LLMs and human brains are both just mechanisms. Why would one mechanism a priori be capable of "learning abstract thought", but no others?
If it turns out that LLMs don't model human brains well enough to qualify as "learning abstract thought" the way humans do, some future technology will do so. Human brains aren't magic, special or different.
Human brains aren’t magic in the literal sense but do have a lot of mechanisms we don’t understand.
They’re certainly special both within the individual but also as a species on this planet. There are many similar to human brains but none we know of with similar capabilities.
They’re also most obviously certainly different to LLMs both in how they work foundationally and in capability.
I definitely agree with the materialist view that we will ultimately be able to emulate the brain using computation but we’re nowhere near that yet nor should we undersell the complexity involved.
When someone says "AIs aren't really thinking" because AIs don't think like people do, what I hear is "Airplanes aren't really flying" because airplanes don't fly like birds do.

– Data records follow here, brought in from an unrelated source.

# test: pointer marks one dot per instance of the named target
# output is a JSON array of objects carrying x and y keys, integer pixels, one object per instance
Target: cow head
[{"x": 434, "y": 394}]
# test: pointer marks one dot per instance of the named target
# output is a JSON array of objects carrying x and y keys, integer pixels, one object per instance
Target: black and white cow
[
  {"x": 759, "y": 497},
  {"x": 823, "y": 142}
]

This really shows how imprecise a term 'thinking' is here. In this sense any predictive probabilistic blackbox model could be termed 'thinking'. Particularly when juxtaposed against something as concrete as flight that we have modelled extremely accurately.
that depends, if you explain the rules of the game you're playing and give the dice a goal to win the game, do they adjust the numbers they reveal according to the rules of the game?

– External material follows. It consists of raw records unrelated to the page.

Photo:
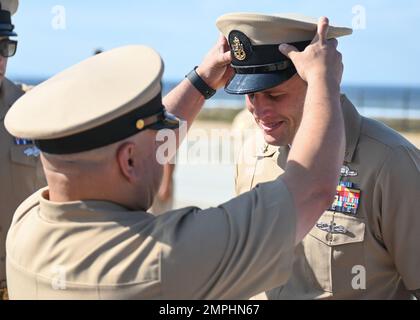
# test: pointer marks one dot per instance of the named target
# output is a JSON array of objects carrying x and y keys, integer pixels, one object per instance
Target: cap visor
[
  {"x": 251, "y": 83},
  {"x": 169, "y": 122}
]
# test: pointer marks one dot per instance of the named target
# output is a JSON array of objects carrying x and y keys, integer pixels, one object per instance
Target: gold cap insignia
[{"x": 238, "y": 49}]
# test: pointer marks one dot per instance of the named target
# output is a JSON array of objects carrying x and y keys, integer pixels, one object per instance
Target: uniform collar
[
  {"x": 352, "y": 123},
  {"x": 83, "y": 211}
]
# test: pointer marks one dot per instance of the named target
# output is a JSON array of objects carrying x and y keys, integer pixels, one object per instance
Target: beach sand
[{"x": 210, "y": 184}]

Whenever someone paraphrases a folksy aphorism about airplanes and birds or fish and submarines I suppose I'm meant to rebut with folksy aphorisms like:
"A.I. and humans are as different as chalk and cheese."
As aphorisms are a good way to think about this topic?
That's a fallacy of denial of the antecedent. You are inferring from the fact that airplanes really fly that AIs really think, but it's not a logically valid inference.
Observing a common (potential) failure mode is not equivalent to asserting a logical inference. It is only a fallacy if you "P, therefore C" which GP is not (at least to my eye) doing.
I agree we shouldn't undersell or underestimate the complexity involved, but when LLM's start contributing significant ideas to scientists and mathematicians, its time to recognize that whatever tricks are used in biology (humans, octopuses, ...) may still be of interest and of value, but they no longer seem like the unique magical missing ingredients which were so long sought after.
From this point on its all about efficiencies:
modeling efficiency: how do we best fit the elephant, with bezier curves, rational polynomials, ...?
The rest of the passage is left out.